Microbicide poster sessions

What people working with AIDS, know about Microbicides? A poster presentation by Maria Ines from FEIM Argentina made a striking remark to the focus and recognition which potentially powerful prevention options like microbicides get in the AIDS community. Argentina which has three times more HIV positive women than men and the highest rate of MTCT in Latin America (6-9%), has a poor level of awareness and commitment towards female controlled prevention options like Microbicides, says Maria.

She interviewed delegates at the 5th National Congress on AIDS in Argentina. 61.4% of the interviewed participants had a university degree and 33.3% of them worked in public hospitals as health care providers.To her question "Do you know any AIDS prevention method exclusively for woman'?s use?" 2.4% of women and 5.4% of men respondents, named Microbicides. When specifically asked "Do you know Microbicides?" 24% of women respondents and 29.7% of men respondents, replied in the affirmative.

Dr.Charles J.N.Lacey, Faculty member of the Imperial College, London, had a poster presentation on "PRO 2000 achieves potentially protective levels against HIV in cervico-vaginal secretions." He said that there was no evidence of systemic absorption of PRO 2000. He also marked out the caveats in his research and said that participants were healthy women who were neither sexually active nor menstruating, and whether systemic absorption can take place in other contexts is not known. He also pointed out the factors that may affect or alter the concentrations of Microbicides required for effective prevention during vaginal coitus. He said more research is needed to evaluate microbicide efficacy during female arousal, which may cause additional dilution effects. The mechanical effects of coitus in removing microbicides bearing vaginal secretions needs to be looked at further, although there was a MRI?? study presented at Microbicides 2002 in this regard, recently in Antwerp, Belgium.

Another interesting poster presentation was of Dr. JM Brown titled "The Acceptability of Vaginal Microbicides Use and Study : Men and Women in Malawi and Zimbabwe".One of the Malawi male participants said, "I notice a increase in vaginal fluid, and feel good having sex when vagina is wet. I thought vaginal passage was tight and with more fluid. It increases friction, which enhances sexual act. Sexual pleasure while using gel is much more than while using condoms because gel facilitates body to body contact? Another female Malawi participant said "gel increases the heat during penetration and makes sex more enjoyable".
Addressing a big debate on intravaginal practices among women in Malawi and Zimbabwe, Dr.Brown said that most of the female participants agreed "It is unhygienic not to finger cleanse". She quoted a women participant who said "I broke the rules when it came to finger cleansing because if I don't finger cleanse, I won?t even be able to go anywhere. I feel as if everyone can see that I didn't wash, as if I am having discharges. So I didn't agree with it and broke the rule!?

There was another poster presentation on intravaginal practices (IVP) by H.Jones of the Population Council - Intravaginal practices by Phase II Carraguard trial participants in South Africa. Jones reported what IVP can mean to trial participants - cleansing the inside of the vagina, wipe/dry??, tightening or warming during sex, lubrication during sex, control of menstrual flow, treatment of infections, prevention of pregnancy or STI's or the induction of abortions.

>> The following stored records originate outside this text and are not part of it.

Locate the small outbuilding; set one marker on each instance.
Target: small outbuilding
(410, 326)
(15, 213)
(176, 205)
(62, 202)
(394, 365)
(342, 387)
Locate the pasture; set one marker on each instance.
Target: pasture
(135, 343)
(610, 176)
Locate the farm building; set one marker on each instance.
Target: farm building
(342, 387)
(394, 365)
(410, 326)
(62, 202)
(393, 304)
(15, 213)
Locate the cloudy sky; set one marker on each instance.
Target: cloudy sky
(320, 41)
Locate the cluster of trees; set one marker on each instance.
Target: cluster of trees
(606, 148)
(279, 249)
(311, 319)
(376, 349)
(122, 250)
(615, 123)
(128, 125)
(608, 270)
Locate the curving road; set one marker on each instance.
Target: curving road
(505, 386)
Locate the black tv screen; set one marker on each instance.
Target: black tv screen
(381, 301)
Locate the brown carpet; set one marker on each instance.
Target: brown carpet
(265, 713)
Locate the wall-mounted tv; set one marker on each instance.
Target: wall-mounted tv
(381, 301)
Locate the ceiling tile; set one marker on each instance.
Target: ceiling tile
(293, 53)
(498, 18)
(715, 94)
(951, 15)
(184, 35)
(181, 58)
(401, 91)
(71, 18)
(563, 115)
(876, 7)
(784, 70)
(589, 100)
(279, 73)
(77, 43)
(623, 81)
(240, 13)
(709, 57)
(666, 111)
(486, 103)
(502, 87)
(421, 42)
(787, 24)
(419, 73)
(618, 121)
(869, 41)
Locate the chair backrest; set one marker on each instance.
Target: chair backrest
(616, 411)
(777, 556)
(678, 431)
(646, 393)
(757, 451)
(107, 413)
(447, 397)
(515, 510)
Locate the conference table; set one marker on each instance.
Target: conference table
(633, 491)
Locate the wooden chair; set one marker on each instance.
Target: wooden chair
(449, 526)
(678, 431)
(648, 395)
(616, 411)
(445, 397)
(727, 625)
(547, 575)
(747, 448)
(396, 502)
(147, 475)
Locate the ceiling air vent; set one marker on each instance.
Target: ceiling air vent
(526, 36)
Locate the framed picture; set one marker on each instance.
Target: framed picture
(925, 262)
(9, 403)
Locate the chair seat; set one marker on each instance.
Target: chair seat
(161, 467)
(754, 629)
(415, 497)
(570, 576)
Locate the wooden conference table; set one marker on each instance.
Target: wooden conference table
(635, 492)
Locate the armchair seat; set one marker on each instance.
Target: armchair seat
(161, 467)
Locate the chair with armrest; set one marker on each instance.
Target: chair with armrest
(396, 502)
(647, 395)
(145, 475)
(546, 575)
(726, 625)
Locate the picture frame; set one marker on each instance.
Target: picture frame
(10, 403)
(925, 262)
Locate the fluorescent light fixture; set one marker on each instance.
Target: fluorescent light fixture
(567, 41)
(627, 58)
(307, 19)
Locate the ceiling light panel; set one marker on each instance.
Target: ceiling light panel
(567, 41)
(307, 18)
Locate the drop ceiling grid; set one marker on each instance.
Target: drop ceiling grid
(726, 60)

Cleansing, drying and tightening practices are common in 11 countries in Africa, Indonesia, Thailand, Qatar, Dominian Republic, Haiti and US. IVP are most likely more widespread than currently documented, said Jones.

Commenting on the relationship between HIV/STI's and IVP, Jones said that there are three potential mechanisms for IVP that affect the risk of contracting STI's which include that IVP's may dry or irritate cervical and vaginal mucosa increasing the likelihood of epithelial disruption (but there is no evidence), they may interfere with healthy vaginal flora like lactobacilli (studies have shown douching increases the risk of BV (bacterial vaginosis) and BV is linked to HIV, and lastly they may interfere with the acceptability and efficacy of barrier methods including microbicides.

Therefore Jones recommended that Phase III trials must explicitly instruct the women participants not to insert anything vaginally between the insertion of gel and sexual intercourse. Marianne Callahan of CONRAD and Lee Claypool of USAID who had a poster presentation on C31G and Carraguard microbicide product leads also spoke on male tolerance of Microbicides. Marianne said that they have conducted four studies involving men, and the fifth one is underway currently. The previous four studies were with microbicide candidates PRO 2000, buffer gel, cellulose sulphate and C31G. The fifth one, which is currently going on, is with polystyrene sulphonate. There was no major or serious side effect of microbicides reported by men, and only minor irritations including tingling and stinging were reported.